Chegando à vigésima segunda edição, apesar da queda considerável de audiência em comparação à década passada, o reality show que se autoproclama o mais famoso (e vigiado) do Brasil continua pautando discussões e ocupando grande parte da agenda televisiva no país, repercutindo, também, nas redes sociais e conversas de boteco.
O que muita gente não compreendeu, ainda, é que, como qualquer outro reality show, o programa apenas simula interações espontâneas entre participantes que são, a grosso modo, atores e atrizes seguindo um roteiro flexível que tem por finalidade produzir audiência e, de quebra, influenciar espectadores a uma série de comportamentos – que vão desde o consumo de determinados produtos e serviços até a formação de opinião e adoção de posicionamentos sobre temáticas de interesse dos patrocinadores e anunciantes do programa. Nada, ali, é real, exceto a influência sobre padrões de comportamento de quem se envolve nas tramas pré-fabricadas.
É justamente por essa dissimulação das reais intenções políticas por trás do espetáculo que se produz e se fortalece a partir dele uma antipolítica, ou seja, um sentimento de rejeição e desprezo pela discussão política pelas vias democráticas e institucionais, substituída por especulações que giram em torno de simulações de conflitos, debates e discussões determinadas por grupos que lucram ao influenciar e controlar a opinião pública.
A gigantesca diversidade de ideias, opiniões, olhares, vivências, necessidades e possibilidades de uma população complexa, repleta de contrastes e contradições, mas também de empatia e solidariedade, acaba reduzida à atuação de personagens rasos e genéricos, caricaturas que polarizam alguns temas envolvendo tabus e tendências em alta, esvaziando lutas populares resumidas a um concurso tosco de popularidade que condiciona as pessoas a pensar com o fígado e enxergar a sociedade como uma luta infantil entre vilões e mocinhos, o bem e o mal.
Enquanto longas (e desnecessárias) análises são fabricadas por “especialistas” sobre a conduta de personagens fictícios que simulam a vida real, a verdadeira política do BBB (do Boi, da Bala e da Bíblia) segue massacrando populações socioeconomicamente vulneráveis, devastando ecossistemas inteiros, aprofundando desigualdades, destruindo direitos e garantias sociais – inclusive de quem, muitas vezes, segue espectador, passivamente enganado pela sensação de só poder interferir numa realidade intangível, e não na sua própria.
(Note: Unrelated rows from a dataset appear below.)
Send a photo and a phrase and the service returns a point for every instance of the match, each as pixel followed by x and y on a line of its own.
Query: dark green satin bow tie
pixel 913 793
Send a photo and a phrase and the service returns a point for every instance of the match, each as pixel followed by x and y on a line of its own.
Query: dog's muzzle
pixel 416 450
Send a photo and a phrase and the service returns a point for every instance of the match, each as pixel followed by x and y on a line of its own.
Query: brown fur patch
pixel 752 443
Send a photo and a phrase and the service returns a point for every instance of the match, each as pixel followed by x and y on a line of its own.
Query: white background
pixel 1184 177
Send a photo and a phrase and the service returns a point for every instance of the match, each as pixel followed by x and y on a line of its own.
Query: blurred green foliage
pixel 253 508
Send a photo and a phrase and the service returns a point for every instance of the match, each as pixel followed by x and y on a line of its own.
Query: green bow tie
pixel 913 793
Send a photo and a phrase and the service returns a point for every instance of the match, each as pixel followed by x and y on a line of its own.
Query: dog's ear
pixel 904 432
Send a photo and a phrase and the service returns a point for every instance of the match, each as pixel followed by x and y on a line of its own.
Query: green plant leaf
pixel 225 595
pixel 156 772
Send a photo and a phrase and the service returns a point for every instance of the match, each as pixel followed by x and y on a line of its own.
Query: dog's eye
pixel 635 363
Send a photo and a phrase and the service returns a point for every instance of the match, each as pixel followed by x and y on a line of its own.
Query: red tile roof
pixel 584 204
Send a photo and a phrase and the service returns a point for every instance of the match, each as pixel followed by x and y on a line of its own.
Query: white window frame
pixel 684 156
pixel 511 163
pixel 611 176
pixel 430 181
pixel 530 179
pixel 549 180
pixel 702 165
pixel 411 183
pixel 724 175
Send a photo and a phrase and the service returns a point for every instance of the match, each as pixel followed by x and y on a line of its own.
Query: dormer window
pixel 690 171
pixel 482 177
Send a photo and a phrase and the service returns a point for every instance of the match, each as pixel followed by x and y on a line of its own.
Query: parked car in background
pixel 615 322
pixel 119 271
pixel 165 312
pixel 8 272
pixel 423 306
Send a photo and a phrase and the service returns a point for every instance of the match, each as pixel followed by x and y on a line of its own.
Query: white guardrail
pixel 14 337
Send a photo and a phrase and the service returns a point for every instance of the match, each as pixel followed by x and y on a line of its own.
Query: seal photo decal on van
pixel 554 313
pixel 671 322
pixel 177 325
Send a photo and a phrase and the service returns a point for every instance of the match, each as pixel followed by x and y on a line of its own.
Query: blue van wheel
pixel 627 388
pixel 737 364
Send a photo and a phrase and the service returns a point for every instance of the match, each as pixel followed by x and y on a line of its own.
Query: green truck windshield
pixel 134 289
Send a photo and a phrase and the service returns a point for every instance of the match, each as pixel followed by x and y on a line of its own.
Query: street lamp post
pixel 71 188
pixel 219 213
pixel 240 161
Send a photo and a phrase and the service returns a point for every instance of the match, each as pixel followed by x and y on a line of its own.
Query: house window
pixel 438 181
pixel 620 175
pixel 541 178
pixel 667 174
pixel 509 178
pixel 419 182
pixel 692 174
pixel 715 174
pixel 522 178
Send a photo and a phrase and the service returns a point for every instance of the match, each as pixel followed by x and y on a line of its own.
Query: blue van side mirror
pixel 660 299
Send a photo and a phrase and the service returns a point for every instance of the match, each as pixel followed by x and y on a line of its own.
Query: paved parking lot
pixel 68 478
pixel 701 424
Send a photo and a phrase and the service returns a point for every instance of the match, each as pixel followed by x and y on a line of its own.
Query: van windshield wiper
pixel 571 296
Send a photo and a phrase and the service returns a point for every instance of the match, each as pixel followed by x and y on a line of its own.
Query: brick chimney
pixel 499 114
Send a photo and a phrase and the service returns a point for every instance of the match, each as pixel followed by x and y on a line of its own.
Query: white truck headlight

E não é de hoje que essa tendência tão nociva ao exercício democrático se faz presente. Nas últimas eleições presidenciais, por exemplo, ficou ainda mais nítido o discurso de aversão à discussão política e a prevalência de uma análise superficial em relação a candidatos e candidatas, considerando decisivos critérios como “afinidade” ou um juízo moral enviesado com relação à personalidade de presidenciáveis ao invés de uma análise séria de planos de governo, projetos e políticas públicas para o Brasil.
Enquanto aprende a julgar quem está na vitrine dos realities, desconsiderado o que acontece nos bastidores do show, grande parte do eleitorado brasileiro parece sentir-se bastante confortável negligenciando a importância decisiva de renovar e fiscalizar o poder legislativo, elegendo um Congresso (Senado e Câmara) verdadeiramente representativo e comprometido com as demandas populares.
Discutir questões como essa, aliás, parece muito menos interessante do que engrossar uma militância virtual pautada por cancelamentos, lacração e imediatismo.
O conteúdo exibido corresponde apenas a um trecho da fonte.